Job Responsibilities Include:

• Contacting system owners/vendors for assigned systems to gather relevant background material about the system/application and setting up interviews for information gathering.
• Conducting remote/in-person interviews with system owners/vendors to get all the required information for assessment and to identify any gaps.
• Reviewing system-related material including specifications, diagrams, requirements, and test plans to ensure security-related standards are followed.
• Reviewing results with system owners/vendors and Senior Security Architecture Analysts, as needed. - Conducting security assessments using available documentation.
• Creating comprehensive security architecture assessment reports that clearly identify root-cause and remediation strategies.
• Developing and establishing global security standards and processes.
• Evaluating new and emerging products and technologies while making recommendations concerning the introduction of new technologies

• 3+ years of experience in Security Architecture Assessment.
• Bachelor's degree in Information Systems Security or Computer Science

• Minimum of one professional certification amongst CISSP, SSCP, and CISM with good standing will be an added advantage.
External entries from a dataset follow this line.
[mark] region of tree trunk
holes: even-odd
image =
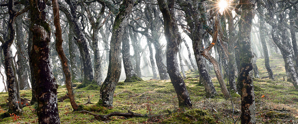
[[[9,113],[15,113],[17,115],[21,114],[22,110],[19,106],[17,102],[18,86],[16,82],[16,79],[13,68],[13,57],[11,47],[13,43],[15,33],[14,24],[17,12],[14,10],[14,1],[8,1],[8,11],[9,15],[8,21],[8,37],[5,43],[2,43],[2,47],[3,50],[4,57],[4,67],[6,75],[6,85],[8,89],[8,110],[2,116],[2,118],[9,116]]]
[[[294,64],[293,60],[294,56],[294,53],[289,48],[286,43],[285,43],[286,40],[286,33],[285,32],[286,31],[285,28],[282,25],[282,24],[280,23],[276,23],[276,19],[274,18],[275,14],[274,13],[274,5],[275,5],[275,2],[271,0],[265,1],[268,7],[269,15],[269,17],[268,17],[268,19],[266,19],[266,22],[269,24],[272,27],[272,30],[271,31],[271,36],[273,39],[273,41],[277,46],[281,52],[283,58],[285,63],[285,68],[287,73],[287,76],[289,81],[293,83],[294,86],[296,88],[298,88],[298,77],[297,76],[296,71],[294,68],[295,65]],[[279,22],[282,22],[283,17],[282,14],[279,15]],[[281,41],[281,39],[278,36],[278,28],[280,26],[281,28],[281,31],[282,33],[282,37],[283,38],[283,42]]]
[[[132,82],[141,81],[143,80],[139,77],[135,72],[130,57],[130,47],[129,45],[129,34],[128,29],[124,29],[125,30],[122,35],[122,59],[126,78],[125,82]],[[131,39],[133,38],[131,38]]]
[[[252,50],[252,51],[253,51]],[[259,71],[258,70],[258,66],[256,66],[256,62],[257,57],[256,53],[253,52],[253,73],[254,74],[255,77],[257,78],[259,78],[260,76],[259,76]]]
[[[186,48],[187,49],[187,52],[188,53],[188,59],[189,59],[189,61],[191,62],[191,65],[192,65],[192,66],[193,68],[194,68],[194,69],[195,71],[197,70],[197,68],[194,66],[194,61],[193,61],[192,58],[191,58],[191,53],[190,52],[190,50],[189,49],[189,47],[188,47],[188,44],[187,44],[187,43],[186,42],[186,41],[185,39],[183,39],[183,41],[184,42],[184,44],[185,45],[185,46],[186,47]]]
[[[119,12],[115,18],[111,39],[107,75],[101,87],[101,95],[98,103],[103,106],[113,105],[114,92],[121,72],[121,38],[128,23],[134,2],[133,0],[124,0],[120,6],[122,7],[120,8]]]
[[[204,31],[202,23],[199,22],[199,20],[206,19],[201,18],[200,14],[197,11],[197,10],[194,10],[192,8],[194,7],[199,7],[200,10],[204,11],[203,5],[202,3],[199,3],[198,2],[194,4],[195,5],[194,6],[191,5],[191,6],[184,8],[183,11],[185,13],[187,24],[190,27],[193,49],[200,75],[200,83],[204,84],[206,95],[209,97],[213,97],[216,94],[216,91],[206,66],[205,59],[200,53],[204,50],[202,37]],[[203,13],[200,14],[204,14]],[[206,18],[206,16],[204,17]]]
[[[50,26],[46,21],[46,2],[43,0],[29,2],[32,14],[30,30],[33,35],[30,61],[36,80],[39,123],[60,124],[57,100],[58,85],[53,75],[49,56],[51,32]]]
[[[242,1],[236,7],[239,9],[242,6],[241,17],[242,19],[238,23],[238,40],[237,47],[235,50],[236,54],[239,55],[237,57],[239,58],[237,89],[241,95],[242,112],[240,118],[241,124],[256,123],[255,94],[253,77],[251,74],[253,56],[250,48],[250,32],[252,22],[254,16],[255,1]]]
[[[68,63],[67,58],[64,53],[63,49],[62,48],[62,44],[63,40],[62,39],[62,31],[60,24],[60,16],[59,16],[59,5],[57,0],[52,0],[52,4],[53,5],[53,11],[54,16],[54,25],[56,28],[56,33],[55,35],[56,37],[56,50],[60,57],[63,72],[65,75],[65,85],[67,89],[68,95],[69,98],[70,104],[72,107],[73,110],[78,110],[79,106],[74,99],[74,95],[73,90],[72,83],[71,82],[71,74],[70,71],[68,68]]]
[[[141,64],[141,56],[140,56],[140,53],[141,51],[140,50],[141,47],[140,46],[138,40],[137,39],[138,38],[138,33],[132,31],[131,28],[129,28],[129,36],[132,41],[132,45],[133,48],[134,57],[135,61],[135,71],[137,73],[137,75],[139,77],[142,77],[142,74],[141,73],[141,68],[140,65]]]
[[[175,17],[175,2],[158,0],[160,9],[163,17],[165,36],[167,41],[166,65],[172,84],[177,94],[180,107],[192,106],[184,81],[179,73],[177,53],[178,46],[182,42]]]
[[[73,39],[73,33],[72,28],[70,27],[69,33],[68,34],[68,50],[71,70],[71,82],[74,83],[79,82],[80,76],[79,74],[79,69],[76,64],[76,51],[77,51],[77,48],[74,42],[74,39]]]
[[[261,5],[259,5],[261,6]],[[267,32],[267,29],[266,29],[264,25],[265,24],[265,20],[264,17],[262,14],[264,14],[263,12],[264,10],[264,8],[261,7],[259,9],[259,11],[261,13],[261,14],[259,14],[259,18],[260,19],[259,30],[260,33],[260,38],[261,40],[261,42],[262,44],[262,46],[263,47],[263,50],[264,51],[264,58],[265,59],[265,67],[266,67],[267,72],[268,72],[268,75],[269,76],[269,79],[271,80],[274,80],[274,77],[273,76],[273,72],[272,72],[272,70],[270,67],[270,64],[269,60],[269,55],[268,53],[268,50],[267,49],[267,45],[266,45],[266,40],[265,39],[265,37],[267,35],[266,34]]]
[[[150,28],[151,30],[152,38],[149,39],[151,40],[151,42],[154,45],[155,50],[155,60],[156,60],[156,65],[158,69],[159,73],[159,77],[160,80],[169,80],[169,75],[167,73],[166,67],[163,62],[163,59],[162,56],[162,50],[160,44],[159,43],[160,35],[159,35],[157,27],[157,24],[152,26]]]
[[[290,19],[293,19],[294,18],[297,17],[297,14],[295,14],[295,13],[297,12],[294,11],[293,9],[290,9],[290,13],[289,14],[290,16],[289,17]],[[296,38],[296,34],[295,32],[295,21],[291,21],[290,23],[290,31],[291,32],[291,36],[292,38],[292,44],[293,45],[293,50],[294,51],[294,57],[293,59],[296,60],[296,67],[297,71],[298,71],[298,47],[297,46],[297,39]],[[298,74],[298,72],[297,72],[297,74]]]
[[[98,48],[98,31],[96,28],[93,29],[93,35],[92,35],[92,47],[94,52],[94,81],[97,85],[101,85],[102,80],[102,74],[101,74],[101,62],[99,49]]]
[[[178,53],[179,55],[179,61],[180,62],[180,67],[181,68],[181,72],[182,72],[182,75],[183,75],[183,78],[185,79],[186,78],[186,75],[185,75],[185,72],[184,72],[184,68],[183,67],[183,62],[182,61],[182,57],[181,56],[181,43],[179,45],[179,49],[178,50]]]
[[[228,56],[229,62],[228,69],[228,80],[229,81],[229,86],[231,89],[234,90],[238,92],[236,88],[236,81],[235,77],[236,72],[236,60],[235,59],[235,50],[236,46],[235,42],[237,36],[234,29],[234,21],[233,18],[230,15],[232,15],[232,11],[227,10],[228,15],[226,15],[228,19],[229,29],[229,41],[228,49],[229,53]]]
[[[152,68],[152,72],[153,73],[153,79],[157,79],[157,74],[156,74],[156,70],[155,69],[155,63],[154,62],[153,59],[153,52],[152,49],[151,44],[152,44],[147,38],[147,44],[148,44],[148,48],[149,48],[149,52],[150,55],[149,57],[150,58],[150,61],[151,63],[151,68]],[[147,61],[147,60],[146,60]]]
[[[70,25],[71,26],[70,27],[73,28],[73,33],[76,36],[74,37],[75,40],[75,42],[79,47],[80,54],[82,58],[81,64],[81,66],[82,65],[83,66],[84,79],[82,84],[77,87],[76,88],[79,89],[87,86],[91,83],[96,83],[92,82],[94,79],[93,71],[87,41],[82,31],[82,26],[79,23],[77,18],[76,11],[77,5],[72,0],[66,0],[65,2],[69,6],[70,12],[65,7],[61,6],[59,6],[61,9],[60,10],[65,14]]]
[[[22,5],[18,4],[16,6],[19,10],[22,9]],[[17,49],[18,54],[18,71],[17,72],[20,82],[20,89],[30,89],[28,82],[28,69],[29,66],[27,64],[27,57],[28,57],[28,53],[25,50],[25,38],[23,33],[23,19],[21,16],[18,16],[16,20],[16,31]]]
• Excellent verbal and written communications skills, including presentations to clients and senior technical resources.
• Ability to manage expectations and handle high-pressure situations with tight deadlines.
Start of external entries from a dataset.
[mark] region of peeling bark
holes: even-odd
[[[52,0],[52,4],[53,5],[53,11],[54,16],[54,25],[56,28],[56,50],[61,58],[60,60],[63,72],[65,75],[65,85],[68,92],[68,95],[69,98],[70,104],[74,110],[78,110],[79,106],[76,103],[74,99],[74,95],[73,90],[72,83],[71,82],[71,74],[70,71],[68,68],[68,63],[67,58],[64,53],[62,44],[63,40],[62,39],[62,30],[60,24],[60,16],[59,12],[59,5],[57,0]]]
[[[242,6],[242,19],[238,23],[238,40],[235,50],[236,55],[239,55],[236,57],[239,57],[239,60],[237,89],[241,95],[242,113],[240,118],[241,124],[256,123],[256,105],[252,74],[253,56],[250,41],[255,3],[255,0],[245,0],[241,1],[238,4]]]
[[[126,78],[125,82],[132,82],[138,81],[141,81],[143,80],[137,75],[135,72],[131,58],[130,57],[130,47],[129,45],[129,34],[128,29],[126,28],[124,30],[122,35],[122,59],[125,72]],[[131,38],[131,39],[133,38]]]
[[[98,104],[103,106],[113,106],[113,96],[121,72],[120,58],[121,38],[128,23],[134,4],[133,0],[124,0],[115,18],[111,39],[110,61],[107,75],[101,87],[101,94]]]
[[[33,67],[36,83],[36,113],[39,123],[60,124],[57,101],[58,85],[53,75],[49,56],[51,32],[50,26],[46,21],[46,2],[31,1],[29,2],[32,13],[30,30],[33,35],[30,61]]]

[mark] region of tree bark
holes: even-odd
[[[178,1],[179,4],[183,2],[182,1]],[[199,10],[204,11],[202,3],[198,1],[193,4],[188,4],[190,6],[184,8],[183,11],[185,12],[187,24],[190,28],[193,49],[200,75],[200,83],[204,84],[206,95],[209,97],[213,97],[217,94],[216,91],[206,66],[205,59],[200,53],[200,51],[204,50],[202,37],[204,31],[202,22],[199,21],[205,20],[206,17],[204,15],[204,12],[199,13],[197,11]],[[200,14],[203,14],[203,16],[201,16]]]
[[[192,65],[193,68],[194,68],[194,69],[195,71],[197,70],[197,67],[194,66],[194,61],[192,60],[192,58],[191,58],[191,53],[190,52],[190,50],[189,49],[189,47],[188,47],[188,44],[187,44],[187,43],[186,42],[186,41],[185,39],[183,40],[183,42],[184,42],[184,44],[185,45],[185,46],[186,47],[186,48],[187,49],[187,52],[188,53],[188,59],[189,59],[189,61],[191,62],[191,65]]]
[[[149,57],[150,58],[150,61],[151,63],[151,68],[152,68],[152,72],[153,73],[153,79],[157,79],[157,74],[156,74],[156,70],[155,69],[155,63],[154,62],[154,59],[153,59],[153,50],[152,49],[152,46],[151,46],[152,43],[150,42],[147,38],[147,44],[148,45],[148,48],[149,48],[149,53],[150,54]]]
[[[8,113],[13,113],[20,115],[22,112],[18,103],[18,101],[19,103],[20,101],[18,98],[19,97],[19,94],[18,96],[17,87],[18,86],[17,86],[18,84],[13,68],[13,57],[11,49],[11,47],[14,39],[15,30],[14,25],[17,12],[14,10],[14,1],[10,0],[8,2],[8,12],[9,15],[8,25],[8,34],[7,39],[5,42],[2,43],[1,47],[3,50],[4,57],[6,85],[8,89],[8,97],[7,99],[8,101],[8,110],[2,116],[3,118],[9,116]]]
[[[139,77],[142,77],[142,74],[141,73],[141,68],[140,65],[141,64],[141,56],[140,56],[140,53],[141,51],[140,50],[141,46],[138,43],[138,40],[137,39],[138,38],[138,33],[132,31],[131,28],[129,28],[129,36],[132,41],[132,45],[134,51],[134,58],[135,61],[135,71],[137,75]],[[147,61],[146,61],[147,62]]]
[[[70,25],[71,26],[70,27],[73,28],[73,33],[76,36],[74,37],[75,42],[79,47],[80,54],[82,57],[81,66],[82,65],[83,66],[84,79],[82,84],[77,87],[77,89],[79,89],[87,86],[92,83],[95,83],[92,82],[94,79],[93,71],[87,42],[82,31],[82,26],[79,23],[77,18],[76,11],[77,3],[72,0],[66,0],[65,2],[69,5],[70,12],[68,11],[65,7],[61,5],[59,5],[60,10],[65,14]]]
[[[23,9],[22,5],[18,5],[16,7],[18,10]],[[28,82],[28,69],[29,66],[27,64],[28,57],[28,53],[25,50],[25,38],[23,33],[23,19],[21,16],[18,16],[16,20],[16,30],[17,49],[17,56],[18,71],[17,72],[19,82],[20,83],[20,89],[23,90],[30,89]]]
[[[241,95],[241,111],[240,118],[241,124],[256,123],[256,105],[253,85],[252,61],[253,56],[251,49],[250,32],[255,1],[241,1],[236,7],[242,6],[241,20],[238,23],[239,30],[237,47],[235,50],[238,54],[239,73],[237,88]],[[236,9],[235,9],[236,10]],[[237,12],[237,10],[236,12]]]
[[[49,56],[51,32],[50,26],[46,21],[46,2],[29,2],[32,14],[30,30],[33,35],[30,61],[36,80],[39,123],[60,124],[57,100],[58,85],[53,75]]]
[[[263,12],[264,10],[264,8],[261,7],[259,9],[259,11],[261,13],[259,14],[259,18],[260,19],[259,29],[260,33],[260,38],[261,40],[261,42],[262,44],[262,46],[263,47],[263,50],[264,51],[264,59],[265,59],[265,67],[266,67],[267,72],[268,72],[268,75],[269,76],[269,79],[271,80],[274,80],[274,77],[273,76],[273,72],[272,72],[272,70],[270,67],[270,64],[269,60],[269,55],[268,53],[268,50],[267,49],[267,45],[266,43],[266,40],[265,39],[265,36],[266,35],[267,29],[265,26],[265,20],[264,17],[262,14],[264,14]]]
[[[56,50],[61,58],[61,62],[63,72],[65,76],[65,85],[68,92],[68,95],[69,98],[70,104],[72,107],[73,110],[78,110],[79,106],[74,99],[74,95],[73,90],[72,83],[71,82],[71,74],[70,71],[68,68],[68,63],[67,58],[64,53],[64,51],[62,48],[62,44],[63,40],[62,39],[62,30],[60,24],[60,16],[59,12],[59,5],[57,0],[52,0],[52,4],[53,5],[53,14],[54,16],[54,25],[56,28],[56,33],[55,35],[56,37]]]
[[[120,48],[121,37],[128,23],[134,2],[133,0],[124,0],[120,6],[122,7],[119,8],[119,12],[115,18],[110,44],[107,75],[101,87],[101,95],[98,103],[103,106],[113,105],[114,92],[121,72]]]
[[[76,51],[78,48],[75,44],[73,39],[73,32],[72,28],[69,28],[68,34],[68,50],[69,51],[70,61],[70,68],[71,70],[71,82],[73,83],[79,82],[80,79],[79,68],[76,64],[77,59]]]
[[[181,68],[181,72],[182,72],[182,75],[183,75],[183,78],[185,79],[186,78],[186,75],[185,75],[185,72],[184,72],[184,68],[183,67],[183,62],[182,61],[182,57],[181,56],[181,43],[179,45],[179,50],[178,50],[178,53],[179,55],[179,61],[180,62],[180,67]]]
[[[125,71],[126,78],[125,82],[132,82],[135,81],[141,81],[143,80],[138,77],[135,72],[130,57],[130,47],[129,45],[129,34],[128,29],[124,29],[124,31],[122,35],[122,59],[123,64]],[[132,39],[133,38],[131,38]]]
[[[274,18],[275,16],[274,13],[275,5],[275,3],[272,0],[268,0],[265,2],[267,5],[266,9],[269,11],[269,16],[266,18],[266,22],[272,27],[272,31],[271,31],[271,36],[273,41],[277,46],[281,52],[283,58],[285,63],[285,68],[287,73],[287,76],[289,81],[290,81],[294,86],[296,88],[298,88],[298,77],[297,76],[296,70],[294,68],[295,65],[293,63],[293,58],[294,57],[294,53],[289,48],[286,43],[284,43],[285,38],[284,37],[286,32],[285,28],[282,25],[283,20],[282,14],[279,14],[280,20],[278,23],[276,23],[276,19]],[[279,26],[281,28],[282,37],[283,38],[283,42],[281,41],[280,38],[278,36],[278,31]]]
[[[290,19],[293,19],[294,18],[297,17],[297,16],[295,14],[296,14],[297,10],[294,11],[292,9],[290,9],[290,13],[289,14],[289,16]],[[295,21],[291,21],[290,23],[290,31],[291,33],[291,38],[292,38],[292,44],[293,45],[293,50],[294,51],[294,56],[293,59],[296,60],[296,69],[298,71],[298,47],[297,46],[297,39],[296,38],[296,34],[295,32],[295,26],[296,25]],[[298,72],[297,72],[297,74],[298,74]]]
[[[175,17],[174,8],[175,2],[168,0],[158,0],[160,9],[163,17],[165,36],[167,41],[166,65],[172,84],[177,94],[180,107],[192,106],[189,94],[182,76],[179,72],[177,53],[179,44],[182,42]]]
• Experience in an information security (application and/or infrastructure) role in an enterprise environment.
• Ability to explain common application vulnerabilities and remediation strategies to developers.
• Ability to explain technology risks; including XSS, CSRF, Injection attacks introduced by application vulnerabilities to a system's Business Owner.
• Ability to quickly adapt to changing priorities and demands.
• Excellent security knowledge (access control) of one or more applicable security technologies or platforms including SSO (Single Sign-On) technologies like SAML2.0 and Kerberos.
• Excellent knowledge of information security processes, response procedures, and various attack methods used for information theft or network intrusion.
• Excellent analytical and problem-solving skills.
• Excellent knowledge of network technologies as they pertain to communications, computer system environments, and related infrastructures.
• Excellent research ability and knowledge update on the security trends and attacks, following OWASP top 10 security understanding.